Overview
Details
Harvester Guide Pages
What is harvesting?
What is harvest.data.gov?
How the process works
What is a harvest source versus a harvest job?
Understanding harvest schedules
What happens after you fix an error
Monitoring your harvest source
Why does this matter?
Who manages this?

What is Harvesting?

Overview

A plain-language introduction to how harvest.data.gov works, what it does, and why it matters for federal data publishers.

Source

data.gov

Keywords

open data,

data sharing,

data inventory

Details

Harvester Guide Pages

Error Type	Page
Getting Started	What is Harvesting? \| Understanding Harvest Errors
Quick Lookup	FAQ Overview \| Quick Reference
Date & Time	Date Format Errors (modified, issued)
Update Frequency	accrualPeriodicity Errors
License	License Field Errors
Contact Info	Email Format Errors (contactPoint.hasEmail)
Keywords/Tags	Missing Keywords \| Keyword Format
Missing Fields	Missing Required Fields (modified, keyword, description)
File Structure	Transformation Errors (ISO 19115, XML, file problems)
Other Issues	Duplicates, Sync Failures, Unrecognized Records

What is harvesting?

Harvesting is the automated process that keeps data.gov up to date. Instead of agencies manually submitting their datasets one by one, harvest.data.gov regularly checks each agency’s data catalog and pulls in the latest dataset information automatically. Think of it as a scheduled import.

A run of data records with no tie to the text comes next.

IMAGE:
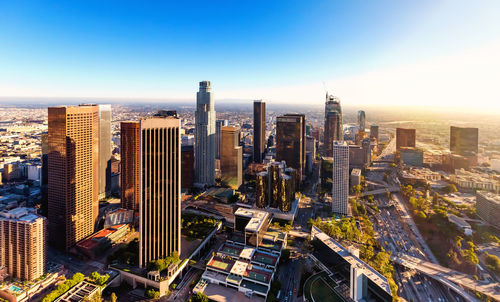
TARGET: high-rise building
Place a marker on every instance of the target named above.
(405, 138)
(156, 146)
(276, 187)
(205, 141)
(104, 150)
(130, 147)
(333, 124)
(187, 166)
(290, 142)
(340, 178)
(374, 132)
(259, 130)
(231, 157)
(73, 173)
(45, 173)
(464, 141)
(361, 120)
(23, 243)
(261, 189)
(218, 126)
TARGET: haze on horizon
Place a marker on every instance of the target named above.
(425, 54)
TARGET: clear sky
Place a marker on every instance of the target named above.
(422, 53)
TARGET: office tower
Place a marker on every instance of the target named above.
(231, 160)
(205, 143)
(187, 166)
(261, 190)
(361, 120)
(104, 150)
(73, 173)
(23, 243)
(374, 132)
(405, 138)
(464, 141)
(340, 185)
(154, 143)
(130, 146)
(333, 124)
(366, 146)
(274, 172)
(45, 170)
(276, 187)
(218, 126)
(290, 142)
(259, 130)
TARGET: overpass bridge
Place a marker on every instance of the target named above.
(452, 279)
(381, 191)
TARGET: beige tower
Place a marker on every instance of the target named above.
(155, 143)
(23, 243)
(73, 174)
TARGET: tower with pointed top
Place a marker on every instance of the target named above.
(333, 124)
(205, 140)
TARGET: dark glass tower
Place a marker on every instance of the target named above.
(259, 130)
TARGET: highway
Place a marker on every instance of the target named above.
(438, 272)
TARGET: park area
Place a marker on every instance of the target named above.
(319, 288)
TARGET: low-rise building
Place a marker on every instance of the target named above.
(476, 180)
(463, 225)
(93, 246)
(411, 156)
(247, 261)
(488, 207)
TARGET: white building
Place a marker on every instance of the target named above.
(340, 178)
(205, 141)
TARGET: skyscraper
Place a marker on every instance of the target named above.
(73, 173)
(340, 185)
(130, 147)
(303, 139)
(205, 141)
(155, 145)
(405, 138)
(361, 120)
(218, 126)
(23, 243)
(276, 187)
(464, 141)
(104, 150)
(187, 166)
(231, 157)
(290, 142)
(374, 132)
(333, 124)
(259, 130)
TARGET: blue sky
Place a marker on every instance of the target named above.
(282, 51)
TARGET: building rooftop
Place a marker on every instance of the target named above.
(21, 214)
(368, 271)
(257, 218)
(490, 196)
(239, 268)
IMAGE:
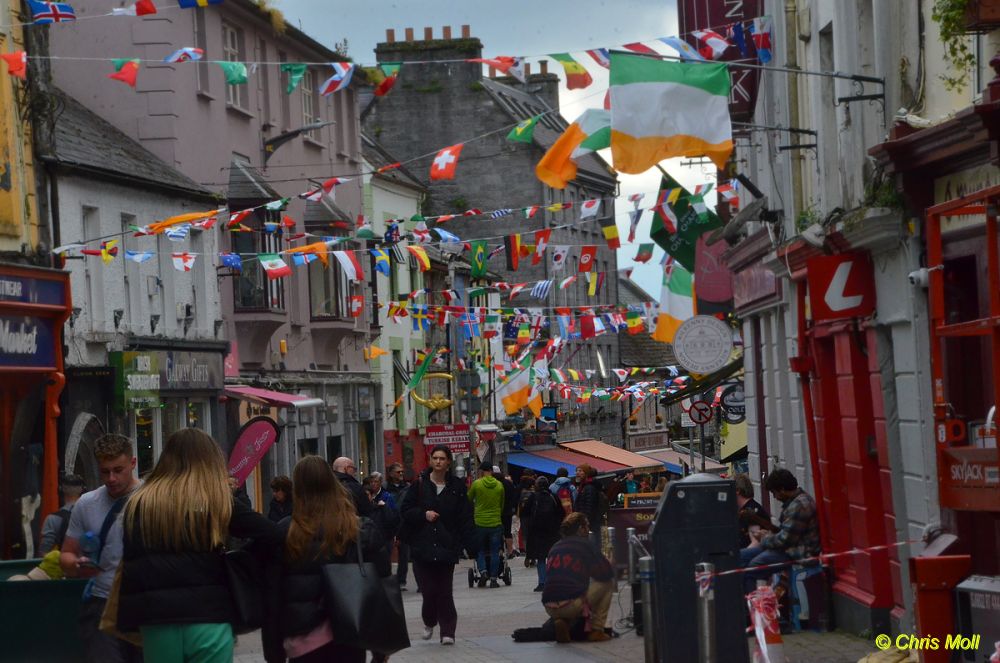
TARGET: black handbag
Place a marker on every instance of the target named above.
(243, 575)
(365, 609)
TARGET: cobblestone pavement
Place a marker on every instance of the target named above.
(487, 617)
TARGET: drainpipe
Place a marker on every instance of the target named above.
(803, 365)
(792, 62)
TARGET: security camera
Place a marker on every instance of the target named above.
(814, 235)
(920, 277)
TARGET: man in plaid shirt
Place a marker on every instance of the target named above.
(797, 535)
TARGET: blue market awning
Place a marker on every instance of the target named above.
(532, 462)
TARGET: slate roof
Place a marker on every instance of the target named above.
(84, 141)
(640, 349)
(246, 183)
(520, 105)
(377, 156)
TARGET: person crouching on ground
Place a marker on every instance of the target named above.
(578, 577)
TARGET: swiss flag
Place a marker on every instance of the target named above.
(443, 166)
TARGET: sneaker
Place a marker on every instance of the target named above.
(562, 630)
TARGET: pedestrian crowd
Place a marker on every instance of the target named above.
(179, 563)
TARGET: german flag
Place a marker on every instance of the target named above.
(610, 230)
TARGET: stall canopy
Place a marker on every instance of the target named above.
(600, 450)
(273, 398)
(674, 461)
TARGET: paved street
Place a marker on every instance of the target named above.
(487, 617)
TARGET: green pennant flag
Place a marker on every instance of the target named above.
(295, 71)
(479, 253)
(236, 72)
(524, 131)
(678, 228)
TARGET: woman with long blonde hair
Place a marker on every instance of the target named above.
(174, 587)
(324, 529)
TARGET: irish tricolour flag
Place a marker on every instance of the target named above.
(667, 109)
(676, 302)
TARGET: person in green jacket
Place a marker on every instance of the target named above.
(487, 497)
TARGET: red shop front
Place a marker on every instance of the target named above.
(963, 257)
(845, 424)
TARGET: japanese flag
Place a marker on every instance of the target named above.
(559, 254)
(443, 166)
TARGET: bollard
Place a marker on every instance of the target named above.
(646, 577)
(703, 573)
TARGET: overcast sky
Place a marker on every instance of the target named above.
(520, 28)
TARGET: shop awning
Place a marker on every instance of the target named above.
(570, 460)
(273, 398)
(675, 461)
(597, 449)
(533, 462)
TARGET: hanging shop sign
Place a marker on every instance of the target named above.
(841, 286)
(254, 439)
(703, 344)
(141, 376)
(453, 436)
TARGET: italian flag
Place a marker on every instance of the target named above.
(667, 109)
(676, 302)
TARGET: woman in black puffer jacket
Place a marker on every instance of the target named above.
(173, 586)
(437, 524)
(323, 529)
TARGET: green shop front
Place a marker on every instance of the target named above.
(157, 392)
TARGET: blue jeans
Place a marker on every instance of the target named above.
(491, 537)
(759, 557)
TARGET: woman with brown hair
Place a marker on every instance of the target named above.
(323, 529)
(174, 587)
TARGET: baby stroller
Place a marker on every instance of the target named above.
(503, 572)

Your agency maintains its own catalog of datasets. The harvester visits that catalog on a set schedule, reads the metadata for each dataset, and loads it into data.gov so the public can find it.

What is harvest.data.gov?

harvest.data.gov is the system that manages the harvesting process for federal agencies. It is where harvest sources are configured, where harvest jobs are run, and where errors are logged when something goes wrong.

Each agency or data publisher has one or more harvest sources – a configured connection between harvest.data.gov and the agency’s data catalog. The harvester uses that connection to find and read the agency’s dataset metadata.

How the process works

When a harvest runs, it goes through a few steps:

It retrieves the agency’s metadata catalog from the configured source URL
It reads each dataset record and checks whether it is new, updated, or unchanged since the last harvest
It validates each record against the federal metadata standard, DCAT-US
Records that pass validation are published or updated on data.gov
Records that fail validation are logged as errors and skipped

The harvester runs on a schedule – typically daily or weekly depending on how the source is configured. Agencies can also request a manual run.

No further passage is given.